SunTrust Banks’ profits fell in the final quarter of 2016 and for the full year as higher costs and set-asides for loan losses outstripped higher revenue.
The Atlanta bank’s results were still better than analysts expected, beating the average estimate.
Last year “was the fifth consecutive year in which we grew earnings per share, improved efficiency, and increased capital return,” SunTrust CEO William Rogers said.
Rogers said he is confident SunTrust will “continue (its) positive financial performance trajectory” in 2017 because of the healthy economy and cost-cutting moves such as closing bank branches.
SunTrust shares rose on Friday and, like those of other big banks, have surged since Donald Trump's election fed investor optimism.
Georgia’s largest bank did not have the kind of heady Wall Street trading profits that have helped some bigger banks in the wake of Trump’s election, however.
Earlier this week, Morgan Stanley said fourth-quarter profit surged 84 percent, to almost $1.7 billion, partly thanks to post-election trading. J.P. Morgan and Bank of America likewise benefited from a surge in trading activity after the election.

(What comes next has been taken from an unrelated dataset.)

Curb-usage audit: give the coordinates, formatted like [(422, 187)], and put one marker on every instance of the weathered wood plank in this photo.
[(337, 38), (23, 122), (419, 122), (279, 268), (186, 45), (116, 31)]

SunTrust, which has much smaller trading and investment banking operations arm, didn’t get a post-election boost in its bottom line.
SunTrust said fourth quarter profit fell 4 percent to $448 million. For the full year, profit fell 3 percent to under $1.9 billion. Quarterly profit amounted to 90 cents a share, vs. 88 cents projected by analysts.
SunTrust reported healthy revenue and loan growth, reflecting stronger economic growth in the region. But expenses also rose, and the bank set aside $101 million for potential loan losses, up from $51 million a year earlier.
SunTrust had 1,367 branches and 24,375 employees at the end of 2016, compared to 1,401 branches and 24,043 employees a year earlier.